Improved Position: Jason Harrow at bed-frame maker Hollywood Bed in Commerce. Photo by Ringo Chiu.

Hollywood Bed & Spring Manufacturing Co. is expanding its Commerce facility to accommodate growth fueled by partnerships inked in recent years with national retailers including Wal-Mart Stores Inc.

The bed-frame maker plans to build a new 20,000-square-foot facility west of its existing Corvette Street location, giving it more than 100,000 square feet. The company said the expansion would accommodate adding 30 more workers to its 170-person payroll by the end of next year.

Founded in 1945, the privately held, third-generation family business manufactures and sources every part for its products from within the United States.

The company has been a supplier to Wal-Mart for the past three years, a beneficiary of the retail giant’s 2013 launch of its Made in USA initiative.

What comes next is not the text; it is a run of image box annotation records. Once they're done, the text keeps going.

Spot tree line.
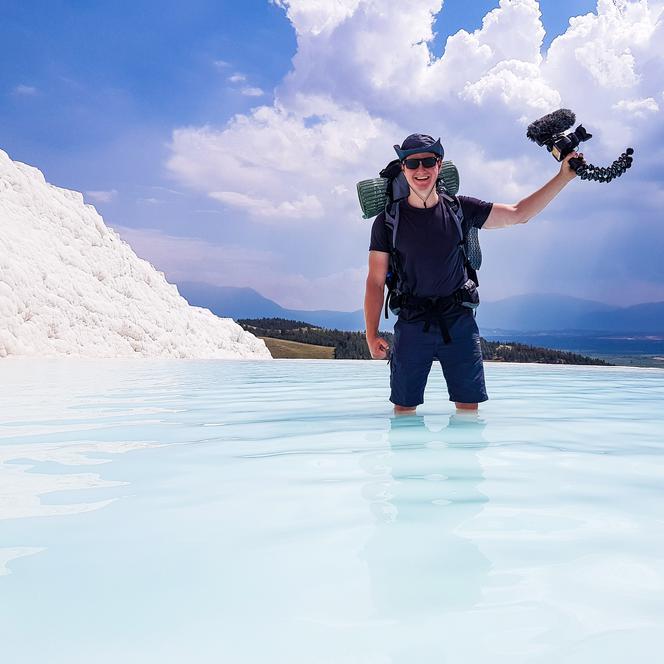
[237,318,612,366]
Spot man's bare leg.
[394,404,417,415]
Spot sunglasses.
[403,157,438,171]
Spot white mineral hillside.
[0,150,270,358]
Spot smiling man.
[364,134,583,414]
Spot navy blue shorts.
[390,310,489,407]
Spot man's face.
[401,152,440,194]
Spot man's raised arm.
[482,152,583,228]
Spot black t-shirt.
[369,196,493,297]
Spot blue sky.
[0,0,664,310]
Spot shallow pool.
[0,360,664,664]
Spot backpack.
[357,159,482,318]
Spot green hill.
[237,318,611,366]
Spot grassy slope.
[260,337,334,360]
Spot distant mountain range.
[178,282,664,334]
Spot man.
[364,134,583,415]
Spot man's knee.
[394,404,417,415]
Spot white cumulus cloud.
[168,0,664,310]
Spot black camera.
[526,108,634,182]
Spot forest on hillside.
[237,318,611,366]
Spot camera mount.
[526,108,634,182]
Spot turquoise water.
[0,360,664,664]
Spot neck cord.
[410,182,436,210]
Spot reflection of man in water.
[364,414,490,640]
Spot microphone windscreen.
[526,108,576,145]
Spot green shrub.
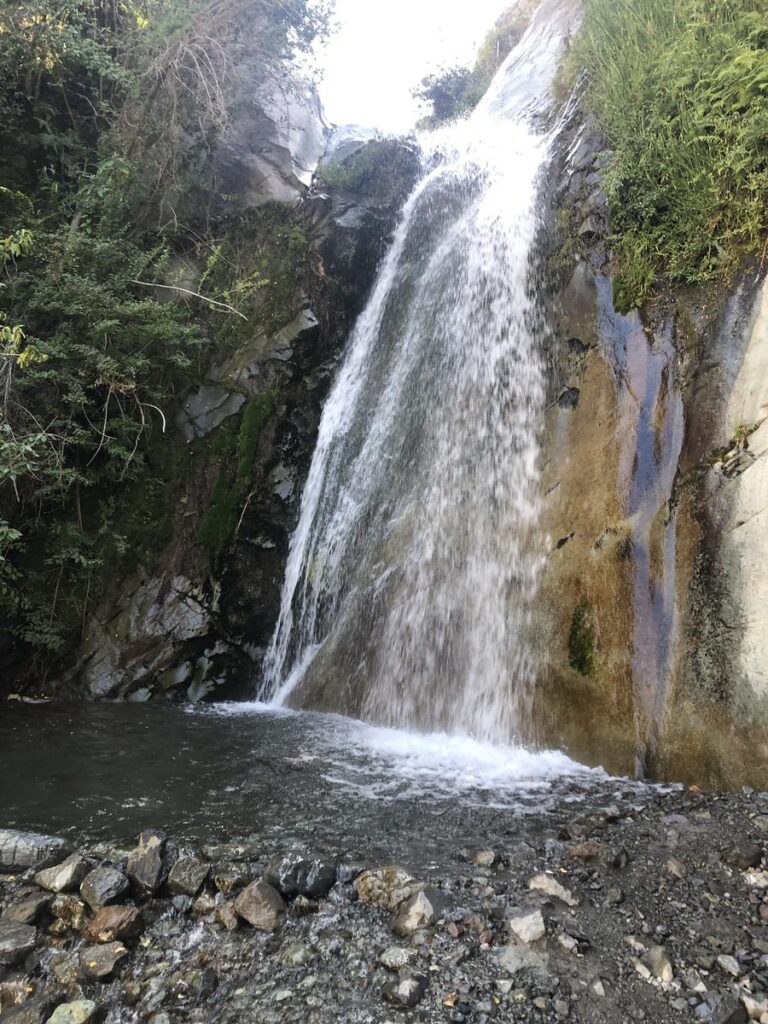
[568,0,768,308]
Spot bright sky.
[321,0,518,132]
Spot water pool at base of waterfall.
[0,703,645,863]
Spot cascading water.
[262,0,578,741]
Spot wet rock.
[382,974,427,1010]
[264,853,336,899]
[0,828,72,871]
[35,853,88,893]
[85,906,143,942]
[528,874,579,906]
[722,843,763,871]
[80,942,128,981]
[696,992,748,1024]
[717,953,741,978]
[80,866,130,910]
[379,946,415,971]
[507,910,547,945]
[354,865,422,910]
[213,864,251,896]
[568,842,603,860]
[234,882,287,932]
[48,999,96,1024]
[648,946,675,984]
[3,995,51,1024]
[168,857,211,896]
[0,921,37,966]
[50,893,88,934]
[128,831,165,895]
[215,902,240,932]
[0,892,51,925]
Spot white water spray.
[262,0,578,741]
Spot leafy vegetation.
[0,0,329,663]
[414,0,536,128]
[568,0,768,309]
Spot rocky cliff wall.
[35,114,419,700]
[534,116,768,785]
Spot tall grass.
[570,0,768,307]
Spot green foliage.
[414,0,536,128]
[0,0,329,666]
[198,390,278,555]
[568,604,595,676]
[568,0,768,308]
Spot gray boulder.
[0,828,72,871]
[0,921,37,967]
[80,866,130,910]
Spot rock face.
[41,130,420,700]
[234,882,288,932]
[0,921,37,966]
[80,866,129,910]
[529,114,768,785]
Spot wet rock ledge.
[0,788,768,1024]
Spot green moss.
[562,0,768,309]
[198,388,278,555]
[568,603,595,676]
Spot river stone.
[3,995,51,1024]
[213,864,252,896]
[168,856,211,896]
[0,921,37,967]
[80,866,130,910]
[354,864,422,910]
[528,874,579,906]
[127,831,165,896]
[80,942,128,981]
[0,892,52,925]
[35,853,88,893]
[48,999,96,1024]
[508,910,547,945]
[392,890,439,938]
[50,893,88,934]
[85,906,143,942]
[264,853,336,899]
[382,974,427,1010]
[648,946,675,984]
[0,828,72,871]
[233,882,287,932]
[379,946,415,971]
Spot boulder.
[127,831,165,896]
[50,893,88,934]
[233,882,288,932]
[85,906,144,942]
[382,974,427,1010]
[48,999,97,1024]
[35,853,88,893]
[0,921,37,967]
[392,890,440,938]
[168,856,211,896]
[508,910,547,945]
[0,892,51,925]
[0,828,72,871]
[354,864,422,910]
[80,866,130,910]
[264,853,336,899]
[80,942,128,981]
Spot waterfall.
[262,0,578,741]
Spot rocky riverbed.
[0,761,768,1024]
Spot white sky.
[321,0,510,132]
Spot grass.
[568,0,768,308]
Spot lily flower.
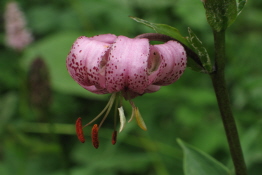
[66,34,187,147]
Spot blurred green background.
[0,0,262,175]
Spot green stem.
[210,30,247,175]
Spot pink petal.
[67,36,116,93]
[106,36,149,94]
[90,34,117,44]
[149,41,187,86]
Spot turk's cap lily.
[67,34,187,100]
[66,34,187,148]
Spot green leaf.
[130,17,207,72]
[203,0,237,32]
[177,139,231,175]
[130,16,190,48]
[237,0,247,15]
[186,28,213,72]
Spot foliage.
[0,0,262,175]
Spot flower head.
[66,34,187,148]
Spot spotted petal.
[67,36,116,94]
[106,36,149,94]
[152,41,186,86]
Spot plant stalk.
[210,30,247,175]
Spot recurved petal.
[90,34,117,44]
[66,36,111,93]
[106,36,149,94]
[149,41,187,86]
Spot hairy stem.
[210,31,247,175]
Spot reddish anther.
[91,124,99,149]
[112,131,117,145]
[76,117,85,143]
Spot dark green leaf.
[186,28,213,72]
[177,139,231,175]
[203,0,237,32]
[131,17,207,72]
[130,17,190,47]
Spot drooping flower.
[4,2,33,51]
[66,34,187,148]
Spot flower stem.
[210,30,247,175]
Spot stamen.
[112,130,117,145]
[99,93,115,128]
[83,93,116,128]
[91,124,99,149]
[135,107,147,131]
[76,117,85,143]
[128,100,136,123]
[118,106,126,132]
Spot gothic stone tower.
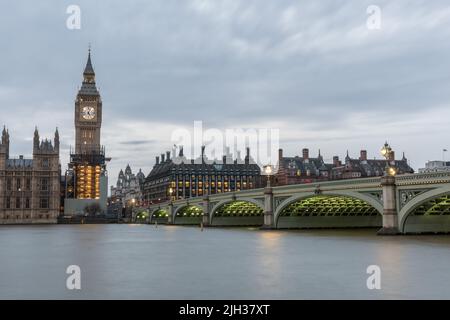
[75,49,102,154]
[64,49,109,210]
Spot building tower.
[75,49,102,154]
[64,48,110,214]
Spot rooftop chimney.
[359,150,367,161]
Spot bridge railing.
[149,172,450,208]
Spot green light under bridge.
[281,196,380,217]
[411,195,450,216]
[214,201,264,217]
[177,206,203,218]
[152,209,169,218]
[136,211,150,220]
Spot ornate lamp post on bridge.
[262,164,274,229]
[167,187,173,224]
[378,142,399,235]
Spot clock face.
[81,107,95,120]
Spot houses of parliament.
[0,49,109,224]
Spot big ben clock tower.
[75,49,102,154]
[64,48,110,214]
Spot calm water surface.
[0,225,450,299]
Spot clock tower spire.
[75,48,102,154]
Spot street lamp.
[264,164,273,187]
[169,187,173,201]
[380,141,397,176]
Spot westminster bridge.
[141,172,450,234]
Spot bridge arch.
[274,191,383,228]
[150,208,169,223]
[210,198,264,226]
[173,204,203,224]
[398,184,450,233]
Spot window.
[40,198,48,209]
[41,178,48,191]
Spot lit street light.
[380,141,397,176]
[264,164,273,187]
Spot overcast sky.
[0,0,450,184]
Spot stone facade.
[143,147,263,205]
[0,128,61,224]
[275,148,414,185]
[111,165,145,206]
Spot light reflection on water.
[0,225,450,299]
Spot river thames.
[0,225,450,299]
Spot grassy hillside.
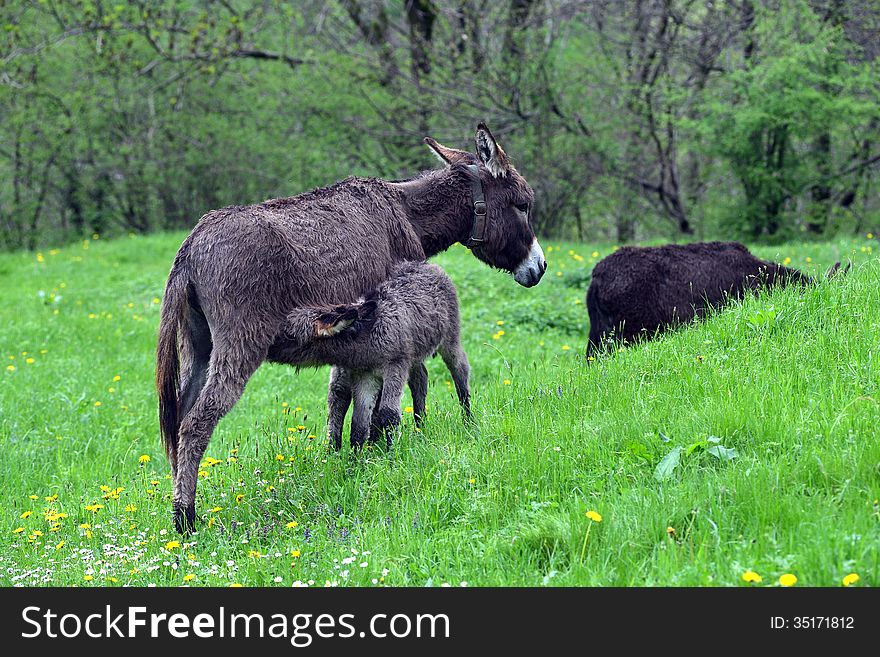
[0,234,880,586]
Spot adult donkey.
[156,123,547,532]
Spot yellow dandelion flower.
[779,573,797,586]
[742,570,762,584]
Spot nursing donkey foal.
[156,123,547,532]
[284,262,470,449]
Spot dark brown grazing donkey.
[587,242,840,355]
[156,123,547,532]
[283,262,470,449]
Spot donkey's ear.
[425,137,470,165]
[475,121,510,178]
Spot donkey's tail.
[156,263,187,469]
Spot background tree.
[0,0,880,248]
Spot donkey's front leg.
[375,362,410,447]
[407,361,428,427]
[327,367,351,449]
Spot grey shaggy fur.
[587,242,840,355]
[281,262,470,449]
[156,124,546,531]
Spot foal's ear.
[425,137,471,165]
[475,121,510,178]
[315,306,358,338]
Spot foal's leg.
[351,372,382,449]
[327,367,351,449]
[173,343,265,533]
[376,361,410,447]
[439,341,471,420]
[408,361,428,427]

The Bentonville, Ark., company pledged to purchase $250 billion worth of American-made goods over 10 years – on top of the U.S. products it already was buying, though the retail giant wouldn’t disclose what it was spending in that realm.

“We’ve seen a 10 percent growth in our business due to the deal with Wal-Mart,” said Jason Harrow, 42, president of the company that was founded by his grandfather.

Harrow put Hollywood Bed’s revenue at between $25 million and $50 million.

At an event this month where the company unveiled its plans for the new facility, Harrow emphasized the importance of having retail chains such as Wal-Mart as a customer.

“There’s an important ripple effect when a company like Wal-Mart makes the decision to buy a made-in-the-USA product,” Harrow said. “Not only does it help our company and all of our employees, but it helps our cardboard supplier, our steel supplier, our rivet supplier, and their employees and families.”

Local to national

Hollywood Bed had a much different clientele for much of its history.

Its founder, Irving Harrow, an immigrant from Poland who moved to the United States in the late 1930s, settled in Cleveland and found work crafting metal bed frames and support products by punching holes in steel with a hand tool, according to his son Larry Harrow, 70, who is chief executive, chairman, and majority shareholder of the company.

The elder Harrow said his father moved to Los Angeles in the early 1940s after marrying an Angeleno and started making bed frames because it was the only thing he knew how to do well.

Hollywood Bed dabbled in diversifying its products by manufacturing mattresses in 1974.